Located on the island of Sumatra (West Indonesia), Medan’s distinctive character is shaped by the region’s natural beauty, ethnic diversity, and rich history. A unique blend of cultures, with strong Malay, Indian, Batak, Chinese and Javenese communities, add their religious, ethnic, and culinary traditions to create a city well-known for its rich arts and customs. Tourists come to Medan to explore the mix of foods, from durian pancakes and dim sum to noodle dishes and pork ribs, and many continue on to explore the offerings of Sumatra Island. With all the traffic, transit in Medan is defined by a reliance on personal vehicles, taxis and riskshaws. Sidewalks and pedestrian pathways are poorly kept or non-existent, and mass transit options fail to meet the city’s needs.
ITDP Indonesia recently concluded a study of the existing transit patterns in Medan and began discussing with city leaders possible solutions and projects for improvements. ITDP found that many of Medan’s most popular destinations are within walking distance from each other, but poor pedestrian connections lead most people to use personal vehicles, angkot minibuses, or bentor rickshaws. The addition of stronger pedestrian pathways would be an impactful, practical initial step to improving traffic in Medan.

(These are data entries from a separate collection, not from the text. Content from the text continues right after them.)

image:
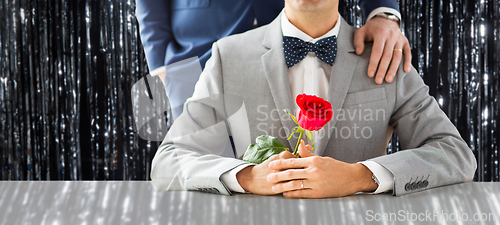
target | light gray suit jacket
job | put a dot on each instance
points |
(244, 89)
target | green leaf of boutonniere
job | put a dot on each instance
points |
(293, 117)
(265, 147)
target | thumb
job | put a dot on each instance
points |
(305, 151)
(359, 40)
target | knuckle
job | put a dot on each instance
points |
(387, 56)
(315, 159)
(314, 171)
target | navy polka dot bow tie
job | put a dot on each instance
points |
(297, 49)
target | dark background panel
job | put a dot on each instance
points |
(67, 69)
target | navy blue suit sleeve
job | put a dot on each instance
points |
(155, 29)
(369, 5)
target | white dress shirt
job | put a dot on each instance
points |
(311, 76)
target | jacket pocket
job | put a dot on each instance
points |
(361, 97)
(190, 4)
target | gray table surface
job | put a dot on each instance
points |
(136, 202)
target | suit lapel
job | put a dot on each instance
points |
(277, 76)
(340, 79)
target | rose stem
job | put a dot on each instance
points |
(296, 151)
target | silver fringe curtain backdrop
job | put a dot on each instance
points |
(67, 68)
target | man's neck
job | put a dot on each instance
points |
(313, 24)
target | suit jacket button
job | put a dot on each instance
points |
(407, 187)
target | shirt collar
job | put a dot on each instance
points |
(288, 29)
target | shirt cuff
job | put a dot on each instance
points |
(229, 178)
(158, 70)
(384, 10)
(383, 175)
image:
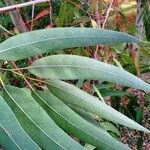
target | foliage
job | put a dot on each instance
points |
(35, 113)
(64, 90)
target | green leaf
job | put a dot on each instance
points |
(41, 41)
(12, 136)
(113, 93)
(71, 94)
(110, 127)
(75, 125)
(36, 121)
(69, 67)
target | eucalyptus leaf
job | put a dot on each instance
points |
(71, 94)
(73, 67)
(12, 135)
(41, 41)
(75, 125)
(36, 121)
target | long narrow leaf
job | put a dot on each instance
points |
(71, 94)
(36, 121)
(42, 41)
(72, 123)
(69, 67)
(12, 135)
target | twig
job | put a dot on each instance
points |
(17, 6)
(107, 13)
(16, 18)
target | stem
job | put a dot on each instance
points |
(17, 6)
(16, 17)
(107, 13)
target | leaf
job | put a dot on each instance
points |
(12, 136)
(75, 125)
(110, 127)
(113, 93)
(41, 41)
(71, 94)
(36, 121)
(71, 67)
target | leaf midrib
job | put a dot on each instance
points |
(32, 120)
(82, 67)
(58, 38)
(70, 122)
(86, 101)
(10, 136)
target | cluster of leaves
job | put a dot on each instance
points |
(38, 112)
(54, 114)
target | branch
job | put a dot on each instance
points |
(17, 6)
(16, 18)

Merdeka Walk, one of the city’s most exciting centers for food, performance art, political rallies, community activities, illustrates the issues with Medan’s pedestrian network. ITDP Indonesia mapped how far pedestrians could walk within 15 minutes from the market. While there are many other attractions in the area, there are few pedestrian pathways between them, limiting the safety and comfort of people moving between destinations. Upgrading pedestrian access by provide a continuous network of paths would increase commerce in the area and help reduce reliance on vehicles.
With a clear vision of the problems Medan faces, ITDP Indonesia is developing solutions. Local officials and ITDP staff have met to begin drawing up plans to reduce the city’s dependance on cars and build the foundation of a strong pedestrian network. Representatives from the local transport authority were enthusiastic about increasing pedestrian permiability throughout Medan, such as building connections between key local attractions. Many of the city’s existing plans for development allow space to incorporate the recommendations from ITDP’s study, offering ample opportunity to work together. Feasible solutions, including adding new sidewalks and improving pavement quality, signal that next steps are sure to come soon.
Medan is faced with the growing problems of congestion and poor air quality, the city’s reliance on cars threatens to create a cloud over this vibrant city. With a clear picture of the problem and a strong vision for a better pedestrian network, ITDP and the local government are working together to invest in building a safe, accessible streets, and create a better city of Medan for travelers and residents alike.